For once, he decided to trust hers.
"Watcher," he called, taking two steps forward, stepping over the fallen book. "Wait. Lenneth."
She glanced back at him over her shoulder. Her eyes were wary now, much too vulnerable for one merely ignored in the middle of a jest. Gaining confidence, he stepped closer. "May I ask you a question, Lenni?"
She blinked at him, then nodded, turning back toward him. "Of course." Her voice was calm, but he recognized the mask. All business, assuming his question was of more mundane matters than the world-shaking one she'd briefly opened up.
Too briefly. So he'd have to shake it back open again. Another step toward her; he met her gaze and held it. "What would you do," he asked, "if I kissed you?"
Her eyes went wide; her hands flew to hide her gasp. After a moment, a smile crept into her eyes first, then her hands revealed it as she reached out for him. "Do you want to find out?" she asked as he took her hands.
"By all the gods, yes," he breathed without hesitation.
"Well, then," she said, eyes gleaming as she drew closer, "go ahead."
Only then did he realize that in reopening her question he'd turned it around, and taken it upon himself to kiss her first. A terrible idea - and an excellent one, as Iselmyr in his head echoed, On wi' it, then, will ye? Enow o' yer bletherin', kiss 'er!
Iselmyr did not, of course, have the grace to quietly leave them to it as Aloth leaned in to kiss the Watcher; but as the voice in his head was mostly now muttering timely advice about the positioning of his head and lips and such, he was not inclined to complain.
His lips met hers and stayed there only briefly; too briefly? he barely had time to wonder as he pulled back, searching her eyes, before Lenneth's arms slipped over his shoulders and pulled him back to her, kissing him again, and certainly not briefly this time. Long enough for his hands to find the spot at the small of her back where they fit just right, while her fingers wove into his hair. Long enough for Iselmyr to actually shut up for a moment.
When this second kiss ended, they stood there in each other's arms, lost in each other's eyes. There were flecks of green in the hazel of Lenneth's eyes, he noted. It was utterly charming, and she was even more beautiful this close - and with the luxury of time to gaze at her so directly - than in all his previous careful glances. He considered telling her this but filed it away for the future, saying instead: "I must apologize, I think."
Lenneth laughed, light and merry. "What could you possibly have to apologize for?"
"Well, it seems I have the answer to my question - you would simply kiss me back - but it may now be impossible to answer yours. What would I have done if you'd kissed me first?"

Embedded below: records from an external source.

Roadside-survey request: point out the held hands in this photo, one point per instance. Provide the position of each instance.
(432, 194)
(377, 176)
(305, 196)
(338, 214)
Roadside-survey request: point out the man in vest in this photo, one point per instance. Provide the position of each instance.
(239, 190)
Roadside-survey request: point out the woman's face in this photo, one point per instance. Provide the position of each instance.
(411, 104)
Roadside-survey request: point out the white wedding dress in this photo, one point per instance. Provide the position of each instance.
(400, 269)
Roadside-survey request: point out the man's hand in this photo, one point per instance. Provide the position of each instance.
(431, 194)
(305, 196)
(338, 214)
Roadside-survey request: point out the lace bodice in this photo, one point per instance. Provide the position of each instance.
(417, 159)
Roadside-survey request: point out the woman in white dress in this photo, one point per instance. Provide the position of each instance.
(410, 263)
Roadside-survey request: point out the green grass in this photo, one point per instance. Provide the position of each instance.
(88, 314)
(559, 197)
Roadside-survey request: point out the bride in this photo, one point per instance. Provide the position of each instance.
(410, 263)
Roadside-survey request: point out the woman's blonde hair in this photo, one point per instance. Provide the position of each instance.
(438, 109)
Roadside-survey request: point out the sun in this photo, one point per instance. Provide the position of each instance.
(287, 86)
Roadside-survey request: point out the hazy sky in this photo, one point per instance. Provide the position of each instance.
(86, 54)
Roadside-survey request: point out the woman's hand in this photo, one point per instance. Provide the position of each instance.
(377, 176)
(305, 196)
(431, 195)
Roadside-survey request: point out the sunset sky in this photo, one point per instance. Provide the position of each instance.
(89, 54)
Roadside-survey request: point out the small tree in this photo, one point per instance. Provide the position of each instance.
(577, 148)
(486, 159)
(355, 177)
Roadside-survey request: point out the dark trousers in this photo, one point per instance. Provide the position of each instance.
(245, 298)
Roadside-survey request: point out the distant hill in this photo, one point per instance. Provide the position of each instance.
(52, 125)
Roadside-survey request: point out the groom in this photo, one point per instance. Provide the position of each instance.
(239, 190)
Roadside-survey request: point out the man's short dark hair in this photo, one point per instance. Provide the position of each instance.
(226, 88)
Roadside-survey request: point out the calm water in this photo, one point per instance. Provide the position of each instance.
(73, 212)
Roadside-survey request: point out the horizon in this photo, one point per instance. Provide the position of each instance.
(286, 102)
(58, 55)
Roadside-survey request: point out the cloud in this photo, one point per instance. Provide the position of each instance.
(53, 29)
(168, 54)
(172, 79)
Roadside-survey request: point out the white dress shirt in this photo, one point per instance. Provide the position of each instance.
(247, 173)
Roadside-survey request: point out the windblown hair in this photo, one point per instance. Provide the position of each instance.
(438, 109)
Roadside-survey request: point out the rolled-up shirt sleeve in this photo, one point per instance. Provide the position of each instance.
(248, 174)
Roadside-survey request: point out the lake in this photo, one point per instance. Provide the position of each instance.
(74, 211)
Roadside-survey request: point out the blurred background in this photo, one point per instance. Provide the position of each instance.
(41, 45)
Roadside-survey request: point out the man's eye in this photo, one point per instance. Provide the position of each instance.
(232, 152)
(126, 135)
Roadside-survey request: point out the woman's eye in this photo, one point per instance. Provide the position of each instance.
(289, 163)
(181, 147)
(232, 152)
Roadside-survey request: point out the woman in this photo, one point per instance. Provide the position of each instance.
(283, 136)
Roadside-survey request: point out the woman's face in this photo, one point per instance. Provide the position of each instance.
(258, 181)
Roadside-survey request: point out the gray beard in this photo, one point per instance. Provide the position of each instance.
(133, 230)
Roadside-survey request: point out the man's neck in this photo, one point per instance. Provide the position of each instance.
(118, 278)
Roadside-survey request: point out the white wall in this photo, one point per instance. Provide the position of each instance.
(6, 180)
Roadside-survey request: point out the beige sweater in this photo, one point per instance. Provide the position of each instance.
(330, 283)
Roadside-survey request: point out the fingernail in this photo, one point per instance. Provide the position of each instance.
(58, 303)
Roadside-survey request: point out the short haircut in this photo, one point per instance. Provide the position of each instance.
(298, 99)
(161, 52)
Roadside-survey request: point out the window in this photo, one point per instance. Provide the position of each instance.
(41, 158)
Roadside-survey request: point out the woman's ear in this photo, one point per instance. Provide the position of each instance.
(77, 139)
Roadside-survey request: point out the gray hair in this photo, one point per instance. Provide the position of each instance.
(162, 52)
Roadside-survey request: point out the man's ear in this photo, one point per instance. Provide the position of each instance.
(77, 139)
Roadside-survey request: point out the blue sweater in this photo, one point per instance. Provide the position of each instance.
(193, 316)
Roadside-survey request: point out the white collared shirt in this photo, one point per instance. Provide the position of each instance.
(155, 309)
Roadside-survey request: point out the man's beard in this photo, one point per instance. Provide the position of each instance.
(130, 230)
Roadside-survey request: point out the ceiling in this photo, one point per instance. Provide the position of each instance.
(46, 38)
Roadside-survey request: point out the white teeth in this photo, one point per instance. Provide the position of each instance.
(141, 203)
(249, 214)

She traced a thumb slowly along his cheek, appraising him with hooded eyes. "I'd like to assume the answer would be the same, you know."
Aloth considered this, leaning into her hand. "Probably. It would now, at least."
"Not before?" she asked with an impish grin.
"Well, it would have certainly startled me. I dropped a book just hearing you ask it."
Lenneth's laughter was brief this time, punctuated with a kiss that startled him only a little. And then, as promised, he kissed her back.